Role of Topoisomerase IIβ in the Resistance of 9-OH-ellipticine-resistant Chinese Hamster Fibroblasts to Topoisomerase II Inhibitors

Abstract In the Chinese hamster lung cell line DC-3F/9-OH-E, made resistant to 9-OH-ellipticine and cross-resistant to other topoisomerase II inhibitors, the amount of topoisomerase IIα is 4–5-fold lower than in the parental DC-3F cells. A mutation in position 1710 of topoisomerase IIβ cDNA, generating a stop codon, completely abolishes the expression of this isoform in DC-3F/9-OH-E cells. To analyze the contribution of the loss of topoisomerase IIβ to the resistance phenotype, DC-3F/9-OH-E cells were cotransfected with two plasmids, one conferring the resistance to G418, the other carrying the topoisomerase IIβ cDNA. Among 200 G418-resistant clones, one was found to contain a topoisomerase IIβ activity similar to that in the parental cells. These cells constitute an in vivo mammalian model to study the pharmacological role of topoisomerase IIβ. In the transfected cells, different levels of cleavable complex formation and resistance reversion were observed with each topoisomerase II inhibitor examined.
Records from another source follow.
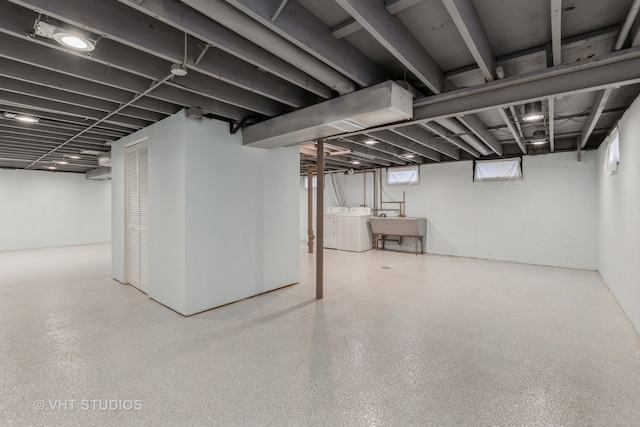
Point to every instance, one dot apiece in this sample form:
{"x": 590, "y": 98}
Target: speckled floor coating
{"x": 398, "y": 340}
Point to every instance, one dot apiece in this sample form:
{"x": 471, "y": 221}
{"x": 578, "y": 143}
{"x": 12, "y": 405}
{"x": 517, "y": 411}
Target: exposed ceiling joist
{"x": 612, "y": 70}
{"x": 512, "y": 129}
{"x": 389, "y": 31}
{"x": 599, "y": 101}
{"x": 447, "y": 135}
{"x": 423, "y": 137}
{"x": 186, "y": 19}
{"x": 300, "y": 27}
{"x": 406, "y": 144}
{"x": 481, "y": 132}
{"x": 121, "y": 26}
{"x": 467, "y": 21}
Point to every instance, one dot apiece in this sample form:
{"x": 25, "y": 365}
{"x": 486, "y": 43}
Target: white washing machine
{"x": 353, "y": 230}
{"x": 330, "y": 226}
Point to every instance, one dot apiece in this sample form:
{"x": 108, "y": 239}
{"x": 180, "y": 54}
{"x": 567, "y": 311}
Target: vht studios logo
{"x": 88, "y": 405}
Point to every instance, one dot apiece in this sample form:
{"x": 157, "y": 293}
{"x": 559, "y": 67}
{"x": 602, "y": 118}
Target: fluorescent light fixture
{"x": 74, "y": 41}
{"x": 533, "y": 112}
{"x": 539, "y": 138}
{"x": 21, "y": 117}
{"x": 27, "y": 119}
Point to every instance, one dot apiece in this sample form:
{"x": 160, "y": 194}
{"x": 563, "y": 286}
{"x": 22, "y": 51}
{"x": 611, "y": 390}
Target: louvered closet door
{"x": 138, "y": 217}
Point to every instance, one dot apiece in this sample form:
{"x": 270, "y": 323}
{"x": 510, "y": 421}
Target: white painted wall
{"x": 619, "y": 201}
{"x": 549, "y": 218}
{"x": 222, "y": 219}
{"x": 167, "y": 283}
{"x": 46, "y": 209}
{"x": 242, "y": 217}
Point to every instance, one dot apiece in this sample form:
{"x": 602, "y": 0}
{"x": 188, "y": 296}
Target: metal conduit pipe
{"x": 465, "y": 134}
{"x": 227, "y": 15}
{"x": 626, "y": 27}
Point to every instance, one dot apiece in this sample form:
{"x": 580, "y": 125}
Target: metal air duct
{"x": 374, "y": 106}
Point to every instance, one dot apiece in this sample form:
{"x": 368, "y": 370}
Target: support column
{"x": 320, "y": 219}
{"x": 310, "y": 235}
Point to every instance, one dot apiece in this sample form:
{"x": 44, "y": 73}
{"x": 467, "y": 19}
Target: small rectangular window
{"x": 314, "y": 180}
{"x": 403, "y": 176}
{"x": 612, "y": 158}
{"x": 498, "y": 170}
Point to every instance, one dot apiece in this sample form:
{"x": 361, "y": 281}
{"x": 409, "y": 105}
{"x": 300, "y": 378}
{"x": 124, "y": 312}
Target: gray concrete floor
{"x": 398, "y": 340}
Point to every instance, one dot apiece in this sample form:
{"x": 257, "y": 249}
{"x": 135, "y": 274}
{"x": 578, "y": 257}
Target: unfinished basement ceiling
{"x": 471, "y": 65}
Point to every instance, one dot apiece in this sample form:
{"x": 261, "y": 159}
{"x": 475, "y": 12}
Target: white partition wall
{"x": 223, "y": 218}
{"x": 41, "y": 209}
{"x": 620, "y": 217}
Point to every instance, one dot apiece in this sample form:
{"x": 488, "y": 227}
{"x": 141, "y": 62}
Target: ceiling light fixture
{"x": 533, "y": 111}
{"x": 539, "y": 137}
{"x": 178, "y": 70}
{"x": 74, "y": 41}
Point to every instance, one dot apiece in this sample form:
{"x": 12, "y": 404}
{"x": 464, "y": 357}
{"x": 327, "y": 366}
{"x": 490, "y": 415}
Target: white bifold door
{"x": 138, "y": 216}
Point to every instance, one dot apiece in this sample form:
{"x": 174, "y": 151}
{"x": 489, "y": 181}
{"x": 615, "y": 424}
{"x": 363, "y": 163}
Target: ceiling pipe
{"x": 230, "y": 17}
{"x": 465, "y": 134}
{"x": 631, "y": 17}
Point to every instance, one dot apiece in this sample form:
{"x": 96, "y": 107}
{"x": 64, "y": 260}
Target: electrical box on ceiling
{"x": 377, "y": 105}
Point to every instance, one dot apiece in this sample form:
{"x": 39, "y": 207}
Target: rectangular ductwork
{"x": 377, "y": 105}
{"x": 99, "y": 173}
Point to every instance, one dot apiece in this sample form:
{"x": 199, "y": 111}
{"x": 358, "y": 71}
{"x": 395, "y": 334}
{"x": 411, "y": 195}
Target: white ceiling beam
{"x": 302, "y": 28}
{"x": 599, "y": 102}
{"x": 389, "y": 31}
{"x": 628, "y": 22}
{"x": 466, "y": 19}
{"x": 556, "y": 31}
{"x": 186, "y": 19}
{"x": 512, "y": 129}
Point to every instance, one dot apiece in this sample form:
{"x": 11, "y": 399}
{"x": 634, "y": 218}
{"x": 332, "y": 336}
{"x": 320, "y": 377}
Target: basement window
{"x": 314, "y": 181}
{"x": 498, "y": 170}
{"x": 403, "y": 176}
{"x": 612, "y": 158}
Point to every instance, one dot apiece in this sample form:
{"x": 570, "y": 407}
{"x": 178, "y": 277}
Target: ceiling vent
{"x": 377, "y": 105}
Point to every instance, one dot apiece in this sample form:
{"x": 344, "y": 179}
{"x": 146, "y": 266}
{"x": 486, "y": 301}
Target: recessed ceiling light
{"x": 74, "y": 41}
{"x": 178, "y": 70}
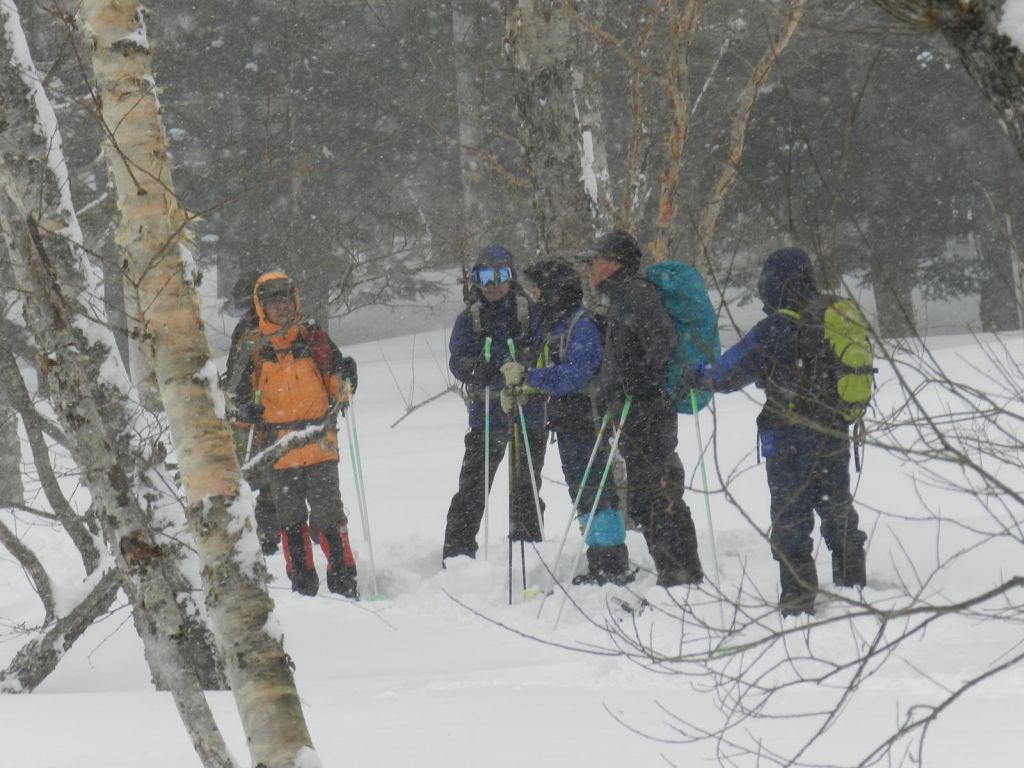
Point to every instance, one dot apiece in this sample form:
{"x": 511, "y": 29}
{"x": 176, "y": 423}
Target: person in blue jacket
{"x": 807, "y": 463}
{"x": 499, "y": 311}
{"x": 570, "y": 358}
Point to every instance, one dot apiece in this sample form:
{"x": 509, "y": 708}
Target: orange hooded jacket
{"x": 294, "y": 390}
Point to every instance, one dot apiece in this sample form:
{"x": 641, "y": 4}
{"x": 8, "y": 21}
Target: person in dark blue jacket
{"x": 807, "y": 463}
{"x": 500, "y": 311}
{"x": 570, "y": 358}
{"x": 639, "y": 338}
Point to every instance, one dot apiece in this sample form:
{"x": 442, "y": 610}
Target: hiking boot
{"x": 799, "y": 580}
{"x": 267, "y": 544}
{"x": 305, "y": 582}
{"x": 343, "y": 583}
{"x": 849, "y": 567}
{"x": 606, "y": 565}
{"x": 680, "y": 576}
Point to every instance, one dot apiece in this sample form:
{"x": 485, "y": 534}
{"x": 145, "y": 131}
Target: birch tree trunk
{"x": 712, "y": 209}
{"x": 155, "y": 236}
{"x": 541, "y": 47}
{"x": 11, "y": 487}
{"x": 587, "y": 86}
{"x": 465, "y": 31}
{"x": 64, "y": 311}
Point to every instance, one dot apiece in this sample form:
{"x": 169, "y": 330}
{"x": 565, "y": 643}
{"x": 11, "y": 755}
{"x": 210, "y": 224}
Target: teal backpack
{"x": 685, "y": 297}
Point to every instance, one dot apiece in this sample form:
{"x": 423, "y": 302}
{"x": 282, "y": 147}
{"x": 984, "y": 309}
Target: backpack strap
{"x": 521, "y": 315}
{"x": 563, "y": 341}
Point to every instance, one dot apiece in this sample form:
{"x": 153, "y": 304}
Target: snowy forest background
{"x": 364, "y": 146}
{"x": 370, "y": 148}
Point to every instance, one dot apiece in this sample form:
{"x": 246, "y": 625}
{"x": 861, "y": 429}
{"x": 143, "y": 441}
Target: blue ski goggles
{"x": 492, "y": 275}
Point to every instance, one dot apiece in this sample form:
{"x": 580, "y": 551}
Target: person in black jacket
{"x": 571, "y": 356}
{"x": 807, "y": 460}
{"x": 638, "y": 343}
{"x": 500, "y": 312}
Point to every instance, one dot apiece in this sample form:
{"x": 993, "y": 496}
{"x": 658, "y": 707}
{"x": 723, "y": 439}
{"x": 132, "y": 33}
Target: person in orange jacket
{"x": 295, "y": 378}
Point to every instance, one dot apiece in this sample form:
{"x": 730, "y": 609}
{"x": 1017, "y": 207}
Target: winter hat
{"x": 786, "y": 281}
{"x": 274, "y": 286}
{"x": 616, "y": 246}
{"x": 495, "y": 255}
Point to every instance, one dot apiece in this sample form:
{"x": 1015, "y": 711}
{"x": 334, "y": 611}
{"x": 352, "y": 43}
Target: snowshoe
{"x": 601, "y": 578}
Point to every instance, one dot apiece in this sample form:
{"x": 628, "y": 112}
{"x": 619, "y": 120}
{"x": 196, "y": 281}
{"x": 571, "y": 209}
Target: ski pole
{"x": 252, "y": 430}
{"x": 352, "y": 432}
{"x": 572, "y": 513}
{"x": 529, "y": 458}
{"x": 704, "y": 480}
{"x": 486, "y": 453}
{"x": 515, "y": 467}
{"x": 597, "y": 499}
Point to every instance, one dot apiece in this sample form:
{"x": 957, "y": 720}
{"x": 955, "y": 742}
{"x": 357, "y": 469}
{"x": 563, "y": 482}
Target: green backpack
{"x": 836, "y": 360}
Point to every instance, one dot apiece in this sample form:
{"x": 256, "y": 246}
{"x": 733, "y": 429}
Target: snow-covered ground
{"x": 438, "y": 670}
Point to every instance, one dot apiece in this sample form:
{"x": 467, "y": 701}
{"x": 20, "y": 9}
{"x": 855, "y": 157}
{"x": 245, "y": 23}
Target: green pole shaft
{"x": 704, "y": 480}
{"x": 486, "y": 453}
{"x": 553, "y": 570}
{"x": 597, "y": 498}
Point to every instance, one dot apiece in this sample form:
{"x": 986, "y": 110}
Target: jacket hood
{"x": 271, "y": 284}
{"x": 786, "y": 281}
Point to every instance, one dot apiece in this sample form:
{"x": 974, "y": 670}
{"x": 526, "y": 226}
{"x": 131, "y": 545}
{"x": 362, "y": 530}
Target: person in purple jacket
{"x": 570, "y": 357}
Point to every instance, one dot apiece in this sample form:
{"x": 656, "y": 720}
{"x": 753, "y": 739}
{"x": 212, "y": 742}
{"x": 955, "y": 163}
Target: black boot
{"x": 305, "y": 582}
{"x": 341, "y": 574}
{"x": 800, "y": 585}
{"x": 849, "y": 567}
{"x": 606, "y": 565}
{"x": 299, "y": 560}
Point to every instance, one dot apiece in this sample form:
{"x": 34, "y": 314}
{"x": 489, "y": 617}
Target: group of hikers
{"x": 538, "y": 360}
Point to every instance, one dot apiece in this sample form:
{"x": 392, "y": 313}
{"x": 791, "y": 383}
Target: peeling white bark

This work demonstrates that topoisomerase IIβ is a pharmacological target for 9-OH-ellipticine, etoposide, or 4′-(9-acridinylamino) methanesulfon- m -anisidide and plays a role in the cytotoxicity of these agents. Furthermore, topoisomerase IIβ is the preferential target for 4′-(9-acridinylamino)methanesulfon- m -anisidide. The loss of topoisomerase IIβ activity in the DC-3F/9-OH-E cells is then in part responsible for their resistance to topoisomerase II inhibitors.